Search

MENGUBAH KEGAGALAN

 

Oleh : Syaiful Anwar

Dosen FE Unand Kampus II Payakumbuh

 

 

Art Fry dan Post-it Notes

Ada sebuah kisah menari. Tentang mengubah kegagalan menjadi keberhasilan dengan memanfaatkan kesempatan. Jika kesempatan itu datang. Kisah yang dimaksud terjadi di perusahaan 3 M. perusahaan itu mendorong kreativitas para pekerjanya. Memberikan peluang bagi para penelitinya untuk menggunakan 15% dari waktu mereka pada proyek tertentu yang menarik minat mereka. Kebijakan ini membawa manfaat yang fantastis bukan hanya bagi para pekerja, tetapi juga untuk perusahaan. Banyak sekali cetusan ide yang menghasilkan produk-produk yang laris dipasaran. Dengannya, peningkatan keuntungan perusahaan 3 M sangat mengagumkan.

Sebagaimana diceritakan, seorang ilmuwan di perusahaan 3 M yang memanfaatkan waktu untuk berpikir kreatif adalah Art Fry. Pikiran kreatif itu muncul ketika potongan-potongan kertas penanda halaman bukunya, terus menerus jatuh berserakan ke lantai.

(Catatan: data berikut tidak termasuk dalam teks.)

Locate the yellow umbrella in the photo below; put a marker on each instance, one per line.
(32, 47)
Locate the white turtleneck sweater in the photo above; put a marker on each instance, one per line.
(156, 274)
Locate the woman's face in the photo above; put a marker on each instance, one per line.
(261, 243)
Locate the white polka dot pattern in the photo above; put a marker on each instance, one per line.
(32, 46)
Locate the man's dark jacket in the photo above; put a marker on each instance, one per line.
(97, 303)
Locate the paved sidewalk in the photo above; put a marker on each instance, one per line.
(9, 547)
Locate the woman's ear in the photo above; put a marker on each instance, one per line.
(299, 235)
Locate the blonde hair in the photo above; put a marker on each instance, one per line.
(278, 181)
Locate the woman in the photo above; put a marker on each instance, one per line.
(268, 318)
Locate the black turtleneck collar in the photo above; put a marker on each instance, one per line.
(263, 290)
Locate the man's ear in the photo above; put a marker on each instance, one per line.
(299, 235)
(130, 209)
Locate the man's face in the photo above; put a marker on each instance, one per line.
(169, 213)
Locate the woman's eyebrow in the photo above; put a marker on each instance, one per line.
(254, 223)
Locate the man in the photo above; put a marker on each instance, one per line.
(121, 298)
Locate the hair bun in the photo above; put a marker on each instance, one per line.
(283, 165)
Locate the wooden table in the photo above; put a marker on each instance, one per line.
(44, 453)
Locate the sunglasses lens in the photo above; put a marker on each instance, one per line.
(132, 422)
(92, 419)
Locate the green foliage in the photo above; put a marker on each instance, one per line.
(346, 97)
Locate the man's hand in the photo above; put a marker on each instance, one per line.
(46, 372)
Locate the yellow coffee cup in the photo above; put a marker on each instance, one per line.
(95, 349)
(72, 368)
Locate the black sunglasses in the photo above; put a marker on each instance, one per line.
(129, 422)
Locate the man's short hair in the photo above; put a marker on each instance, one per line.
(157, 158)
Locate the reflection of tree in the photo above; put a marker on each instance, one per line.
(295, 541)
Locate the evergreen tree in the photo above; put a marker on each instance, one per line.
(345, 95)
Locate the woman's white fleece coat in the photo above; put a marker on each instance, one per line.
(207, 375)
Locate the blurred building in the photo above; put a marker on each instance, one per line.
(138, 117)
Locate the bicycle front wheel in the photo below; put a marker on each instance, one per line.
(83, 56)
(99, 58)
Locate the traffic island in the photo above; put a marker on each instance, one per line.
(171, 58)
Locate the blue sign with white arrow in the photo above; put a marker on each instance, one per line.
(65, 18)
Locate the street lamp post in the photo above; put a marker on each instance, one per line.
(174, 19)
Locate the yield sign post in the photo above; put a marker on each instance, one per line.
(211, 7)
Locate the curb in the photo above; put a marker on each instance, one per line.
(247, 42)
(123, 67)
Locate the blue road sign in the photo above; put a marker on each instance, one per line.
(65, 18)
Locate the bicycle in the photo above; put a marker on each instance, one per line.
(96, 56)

Suatu hari, Fry mendapat inspirasi. Dia teringat akan suatu perekat yang dikembangkan oleh Spencer Silver– koleganya yang dianggap gagal oleh banyak orang karena perekat ciptaannya tidak dapat melekat dengan baik. Fry mengatakan, “Saya mengoles perekat itu pada kertas dan melihat bahwa kertas itu bukan hanya menjadi penunjuk halaman yang baik, tetapi juga untuk mencatat sesuatu di atasnya.” Dia melanjutkan, “Kertas itu akan tetap di tempatnya selama engkau suka dan engkau dapat membuangnya tanpa harus merusakkan kertas buku yang kau tandai. Kemudian ia dapat direkatkan kembali pada halaman yang lain berkali-kali.”

Art Fry memenangkan hadiah besar. Hasil produknya disebut “Post-it Notes” dan menjadi produk 3M yang sangat laku di pasaran. Apa yang pernah dianggap sebagai kegagalan oleh banyak orang dapat menjadi kesuksesan dengan pemikiran yang kreatif dan pemanfaatan kesempatan yang baru.

Di antara ciri seorang pemenang adalah, ia mampu menangkap peluang di setiap kegagalan. Baik dari kegagalan dirinya maupun dari kegagalan orang lain. Sebenarnya antara kesuksesan dan kegagalan sangat beda tipis. Dan bisa dikatakan, kegagalan adalah kesuksesan itu sendiri. Namun, prinsip ini tidaklah mampu dipegang oleh semua orang. Karena ada di antara mereka yang menganggap kegagalan adalah batu besar yang menghimpit dada, sehingga ia tidak mampu bangkit darinya. 

 

King and Carries

King, ditinggalkan ayahnya ketika berusia tiga tahun. King dan kakaknya dibesarkan oleh ibunya yang bekerja di restoran untuk menghidupi mereka. Di usia tujuh tahun, King telah menulis cerpen pertamanya. Ia telah menjadi penggemar film horor di masa remaja. Selama di sekolah menengah, ia tidak begitu istimewa. Ia bukan orang terpandai atau orang terbodoh di kelasnya.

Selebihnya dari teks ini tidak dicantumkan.